The gateway applies two independent layers of rate limiting:

  1. IP-based limiting — applied to unauthenticated public endpoints to prevent abuse.
  2. Per-provider daily limits — caps daily request volume per upstream provider to protect quotas and control costs.

Unauthenticated endpoints (e.g. /health, /access/request-key) are protected by IP-based rate limiting using Cloudflare Durable Objects.

When the limit is exceeded the gateway returns 429 Too Many Requests with a Retry-After header indicating how many seconds to wait before retrying.

HTTP/1.1 429 Too Many Requests
Retry-After: 30
Content-Type: application/json
{
"error": {
"message": "Too many requests from this IP. Please wait 30 seconds before retrying.",
"type": "rate_limit_error",
"code": null
}
}

Each upstream provider can be assigned a maximum number of requests per calendar day (UTC). Limits are configured via the PROVIDER_LIMITS_JSON environment variable:

{
"openai": 10000,
"anthropic": 5000,
"groq": 2000,
"workers-ai": 50000
}

When a provider’s daily limit is reached, the gateway stops routing to that provider for the remainder of the day. If all configured providers for a model are exhausted, the request fails with 503 Service Unavailable. Counters reset at UTC midnight.

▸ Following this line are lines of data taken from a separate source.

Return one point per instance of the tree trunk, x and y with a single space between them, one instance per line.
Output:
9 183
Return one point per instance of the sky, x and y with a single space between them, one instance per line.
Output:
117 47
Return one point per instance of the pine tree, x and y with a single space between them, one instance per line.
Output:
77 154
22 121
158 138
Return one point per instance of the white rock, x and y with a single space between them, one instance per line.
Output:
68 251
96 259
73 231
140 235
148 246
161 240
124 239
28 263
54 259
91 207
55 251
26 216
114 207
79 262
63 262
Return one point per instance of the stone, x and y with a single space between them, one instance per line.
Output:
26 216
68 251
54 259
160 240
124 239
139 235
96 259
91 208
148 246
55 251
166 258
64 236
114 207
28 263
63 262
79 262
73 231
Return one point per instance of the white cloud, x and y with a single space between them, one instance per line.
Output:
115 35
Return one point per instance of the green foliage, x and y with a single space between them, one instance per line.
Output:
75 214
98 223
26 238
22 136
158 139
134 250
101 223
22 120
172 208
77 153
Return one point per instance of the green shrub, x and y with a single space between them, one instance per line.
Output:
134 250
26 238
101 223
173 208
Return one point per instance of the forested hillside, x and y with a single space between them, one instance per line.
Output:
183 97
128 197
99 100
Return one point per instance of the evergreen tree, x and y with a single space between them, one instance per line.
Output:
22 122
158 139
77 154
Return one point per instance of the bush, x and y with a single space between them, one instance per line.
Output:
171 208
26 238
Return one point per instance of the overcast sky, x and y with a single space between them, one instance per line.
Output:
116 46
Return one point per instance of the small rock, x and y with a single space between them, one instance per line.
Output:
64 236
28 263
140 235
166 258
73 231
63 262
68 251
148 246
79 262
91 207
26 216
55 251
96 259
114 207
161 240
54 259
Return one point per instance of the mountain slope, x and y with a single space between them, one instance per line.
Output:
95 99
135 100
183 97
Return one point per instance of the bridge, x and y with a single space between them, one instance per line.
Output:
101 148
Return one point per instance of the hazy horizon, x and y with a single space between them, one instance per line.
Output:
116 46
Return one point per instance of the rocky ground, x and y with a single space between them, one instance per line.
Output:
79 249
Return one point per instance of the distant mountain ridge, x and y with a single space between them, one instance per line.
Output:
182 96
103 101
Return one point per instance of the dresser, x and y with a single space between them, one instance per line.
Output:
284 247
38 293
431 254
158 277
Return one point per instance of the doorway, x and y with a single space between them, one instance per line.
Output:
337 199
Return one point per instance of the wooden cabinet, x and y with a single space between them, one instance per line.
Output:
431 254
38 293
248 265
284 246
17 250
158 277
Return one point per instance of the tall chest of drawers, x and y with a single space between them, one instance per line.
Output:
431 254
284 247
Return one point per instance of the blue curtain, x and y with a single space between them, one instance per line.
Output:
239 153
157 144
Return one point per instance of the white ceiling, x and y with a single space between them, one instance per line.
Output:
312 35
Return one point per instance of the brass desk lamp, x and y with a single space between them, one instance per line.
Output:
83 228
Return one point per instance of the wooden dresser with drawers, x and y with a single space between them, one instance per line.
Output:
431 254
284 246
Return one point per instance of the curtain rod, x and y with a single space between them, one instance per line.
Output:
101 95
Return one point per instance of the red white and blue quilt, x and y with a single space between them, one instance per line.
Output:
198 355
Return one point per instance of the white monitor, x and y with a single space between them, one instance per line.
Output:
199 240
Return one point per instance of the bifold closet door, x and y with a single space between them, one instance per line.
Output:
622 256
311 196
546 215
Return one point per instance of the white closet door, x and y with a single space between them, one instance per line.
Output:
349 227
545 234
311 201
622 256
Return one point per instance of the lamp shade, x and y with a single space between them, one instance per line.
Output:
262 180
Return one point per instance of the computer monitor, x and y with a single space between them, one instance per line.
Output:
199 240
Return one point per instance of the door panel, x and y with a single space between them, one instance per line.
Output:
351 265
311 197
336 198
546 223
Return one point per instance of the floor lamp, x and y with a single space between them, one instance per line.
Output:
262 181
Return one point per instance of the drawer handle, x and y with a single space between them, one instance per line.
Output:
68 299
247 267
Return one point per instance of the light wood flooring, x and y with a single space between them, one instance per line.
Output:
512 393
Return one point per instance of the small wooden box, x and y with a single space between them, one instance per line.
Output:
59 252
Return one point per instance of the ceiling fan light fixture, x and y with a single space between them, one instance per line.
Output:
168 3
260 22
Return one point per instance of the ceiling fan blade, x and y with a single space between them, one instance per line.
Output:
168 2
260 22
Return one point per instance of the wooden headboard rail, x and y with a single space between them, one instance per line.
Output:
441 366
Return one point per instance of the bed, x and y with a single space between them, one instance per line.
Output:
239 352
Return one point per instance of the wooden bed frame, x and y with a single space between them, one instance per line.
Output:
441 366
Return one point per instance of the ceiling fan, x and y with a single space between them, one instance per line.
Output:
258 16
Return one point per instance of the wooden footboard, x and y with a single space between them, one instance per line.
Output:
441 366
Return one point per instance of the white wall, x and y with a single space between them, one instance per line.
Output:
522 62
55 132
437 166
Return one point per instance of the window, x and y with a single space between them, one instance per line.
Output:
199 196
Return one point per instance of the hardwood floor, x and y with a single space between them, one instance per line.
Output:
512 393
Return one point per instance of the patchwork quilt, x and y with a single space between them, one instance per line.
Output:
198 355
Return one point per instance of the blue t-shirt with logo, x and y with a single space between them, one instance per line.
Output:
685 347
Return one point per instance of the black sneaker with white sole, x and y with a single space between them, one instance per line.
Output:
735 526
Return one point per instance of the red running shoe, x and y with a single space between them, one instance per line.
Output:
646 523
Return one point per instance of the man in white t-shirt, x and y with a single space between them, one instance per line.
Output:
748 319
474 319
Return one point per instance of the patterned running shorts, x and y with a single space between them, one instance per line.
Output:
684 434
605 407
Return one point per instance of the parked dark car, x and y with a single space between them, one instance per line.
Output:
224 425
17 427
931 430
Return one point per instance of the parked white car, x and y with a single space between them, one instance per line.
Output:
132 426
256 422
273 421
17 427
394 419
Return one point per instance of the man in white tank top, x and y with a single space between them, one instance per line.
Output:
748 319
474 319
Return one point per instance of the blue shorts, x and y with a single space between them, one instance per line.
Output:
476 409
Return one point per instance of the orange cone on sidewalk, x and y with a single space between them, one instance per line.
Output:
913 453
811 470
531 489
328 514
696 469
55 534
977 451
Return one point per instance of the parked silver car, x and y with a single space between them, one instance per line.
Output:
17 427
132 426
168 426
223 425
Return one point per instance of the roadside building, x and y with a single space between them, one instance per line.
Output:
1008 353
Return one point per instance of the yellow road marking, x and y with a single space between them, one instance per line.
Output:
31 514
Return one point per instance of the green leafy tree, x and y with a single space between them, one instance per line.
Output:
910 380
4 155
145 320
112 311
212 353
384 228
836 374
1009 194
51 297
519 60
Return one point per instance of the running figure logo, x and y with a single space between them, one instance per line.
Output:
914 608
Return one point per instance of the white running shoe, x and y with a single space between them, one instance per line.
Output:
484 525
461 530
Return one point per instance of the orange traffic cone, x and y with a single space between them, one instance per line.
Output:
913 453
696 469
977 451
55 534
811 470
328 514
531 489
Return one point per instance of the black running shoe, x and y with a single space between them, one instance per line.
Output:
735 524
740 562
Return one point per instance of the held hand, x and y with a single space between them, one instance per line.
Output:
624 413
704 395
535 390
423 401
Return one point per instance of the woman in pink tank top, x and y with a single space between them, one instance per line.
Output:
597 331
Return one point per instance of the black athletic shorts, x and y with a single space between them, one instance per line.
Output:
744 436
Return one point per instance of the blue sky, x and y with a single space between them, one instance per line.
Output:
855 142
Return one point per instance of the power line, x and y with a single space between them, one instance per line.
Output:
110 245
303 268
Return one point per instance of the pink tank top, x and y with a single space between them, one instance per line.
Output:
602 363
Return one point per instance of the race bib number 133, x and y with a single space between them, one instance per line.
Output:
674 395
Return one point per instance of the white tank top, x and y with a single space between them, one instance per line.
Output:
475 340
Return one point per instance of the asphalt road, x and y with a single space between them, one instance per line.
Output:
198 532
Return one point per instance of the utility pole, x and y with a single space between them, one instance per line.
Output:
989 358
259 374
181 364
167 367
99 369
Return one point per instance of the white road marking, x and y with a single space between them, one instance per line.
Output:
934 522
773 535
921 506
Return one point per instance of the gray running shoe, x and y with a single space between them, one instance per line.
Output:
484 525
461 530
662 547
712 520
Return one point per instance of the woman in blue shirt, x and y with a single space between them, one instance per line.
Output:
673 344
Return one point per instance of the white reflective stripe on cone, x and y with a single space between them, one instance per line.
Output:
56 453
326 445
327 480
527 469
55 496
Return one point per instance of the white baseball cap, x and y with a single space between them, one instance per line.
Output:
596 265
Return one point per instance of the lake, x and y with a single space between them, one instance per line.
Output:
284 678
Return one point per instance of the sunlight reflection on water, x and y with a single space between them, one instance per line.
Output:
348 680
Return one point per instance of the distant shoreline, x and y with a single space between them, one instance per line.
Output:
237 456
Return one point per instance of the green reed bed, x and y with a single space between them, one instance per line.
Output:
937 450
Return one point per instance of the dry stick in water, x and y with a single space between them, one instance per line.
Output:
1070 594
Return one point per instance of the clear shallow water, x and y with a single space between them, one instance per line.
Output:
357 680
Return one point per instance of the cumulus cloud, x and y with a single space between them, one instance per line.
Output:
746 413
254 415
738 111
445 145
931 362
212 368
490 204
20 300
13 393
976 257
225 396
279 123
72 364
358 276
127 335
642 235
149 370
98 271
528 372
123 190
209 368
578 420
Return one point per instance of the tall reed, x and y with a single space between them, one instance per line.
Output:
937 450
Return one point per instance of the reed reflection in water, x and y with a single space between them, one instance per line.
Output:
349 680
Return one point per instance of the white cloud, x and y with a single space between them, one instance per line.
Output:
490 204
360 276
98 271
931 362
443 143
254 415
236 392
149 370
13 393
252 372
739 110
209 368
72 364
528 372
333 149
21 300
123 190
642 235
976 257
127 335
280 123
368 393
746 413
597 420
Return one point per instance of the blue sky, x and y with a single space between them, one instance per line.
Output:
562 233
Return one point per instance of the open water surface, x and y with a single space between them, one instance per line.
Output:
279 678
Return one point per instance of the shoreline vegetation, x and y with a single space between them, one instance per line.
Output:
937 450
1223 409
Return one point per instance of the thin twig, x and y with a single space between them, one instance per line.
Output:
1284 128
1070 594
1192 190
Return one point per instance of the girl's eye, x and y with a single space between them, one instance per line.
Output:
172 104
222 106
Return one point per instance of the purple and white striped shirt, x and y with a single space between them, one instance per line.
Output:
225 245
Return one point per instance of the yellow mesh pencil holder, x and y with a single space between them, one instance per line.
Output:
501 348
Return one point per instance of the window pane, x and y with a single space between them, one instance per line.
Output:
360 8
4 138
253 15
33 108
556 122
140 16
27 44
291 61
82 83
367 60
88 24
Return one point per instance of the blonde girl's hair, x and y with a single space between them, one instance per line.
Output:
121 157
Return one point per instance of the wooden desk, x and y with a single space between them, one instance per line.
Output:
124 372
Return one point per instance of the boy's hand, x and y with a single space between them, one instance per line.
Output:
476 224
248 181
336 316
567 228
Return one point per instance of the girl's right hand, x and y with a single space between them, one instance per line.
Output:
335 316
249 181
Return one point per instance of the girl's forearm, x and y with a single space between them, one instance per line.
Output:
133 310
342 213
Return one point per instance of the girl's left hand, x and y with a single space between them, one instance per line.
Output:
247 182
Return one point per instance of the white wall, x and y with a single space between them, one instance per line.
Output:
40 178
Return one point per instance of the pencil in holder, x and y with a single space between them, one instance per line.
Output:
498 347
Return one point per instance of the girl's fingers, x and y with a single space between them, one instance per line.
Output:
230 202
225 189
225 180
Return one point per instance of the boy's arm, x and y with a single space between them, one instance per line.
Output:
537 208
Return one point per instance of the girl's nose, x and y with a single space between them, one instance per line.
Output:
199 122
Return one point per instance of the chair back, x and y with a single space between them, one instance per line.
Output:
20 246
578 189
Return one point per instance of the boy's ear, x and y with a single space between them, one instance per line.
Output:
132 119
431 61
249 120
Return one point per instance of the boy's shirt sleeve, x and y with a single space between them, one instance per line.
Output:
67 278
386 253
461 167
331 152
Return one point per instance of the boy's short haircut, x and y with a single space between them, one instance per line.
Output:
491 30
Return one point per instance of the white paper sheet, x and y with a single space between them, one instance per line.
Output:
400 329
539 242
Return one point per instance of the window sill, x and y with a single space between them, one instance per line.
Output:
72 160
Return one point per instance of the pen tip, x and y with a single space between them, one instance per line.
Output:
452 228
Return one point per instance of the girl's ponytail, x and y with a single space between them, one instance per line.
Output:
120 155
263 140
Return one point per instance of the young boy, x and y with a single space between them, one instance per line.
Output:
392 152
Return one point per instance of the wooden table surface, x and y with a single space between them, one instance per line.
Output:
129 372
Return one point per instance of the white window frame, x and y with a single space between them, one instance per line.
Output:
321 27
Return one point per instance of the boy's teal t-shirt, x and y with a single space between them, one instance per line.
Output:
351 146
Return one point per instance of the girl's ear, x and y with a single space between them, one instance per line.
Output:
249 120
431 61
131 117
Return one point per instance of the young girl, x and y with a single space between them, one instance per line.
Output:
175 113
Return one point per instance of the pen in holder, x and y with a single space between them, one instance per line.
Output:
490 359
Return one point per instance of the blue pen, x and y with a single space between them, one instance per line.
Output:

Responses from authenticated endpoints include the following headers:

HeaderDescription
X-RateLimit-LimitMaximum number of requests allowed in the current window
X-RateLimit-RemainingNumber of requests remaining in the current window
X-RateLimit-ResetUnix timestamp (seconds) when the current window resets
Retry-AfterSeconds to wait before retrying (only present on 429 responses)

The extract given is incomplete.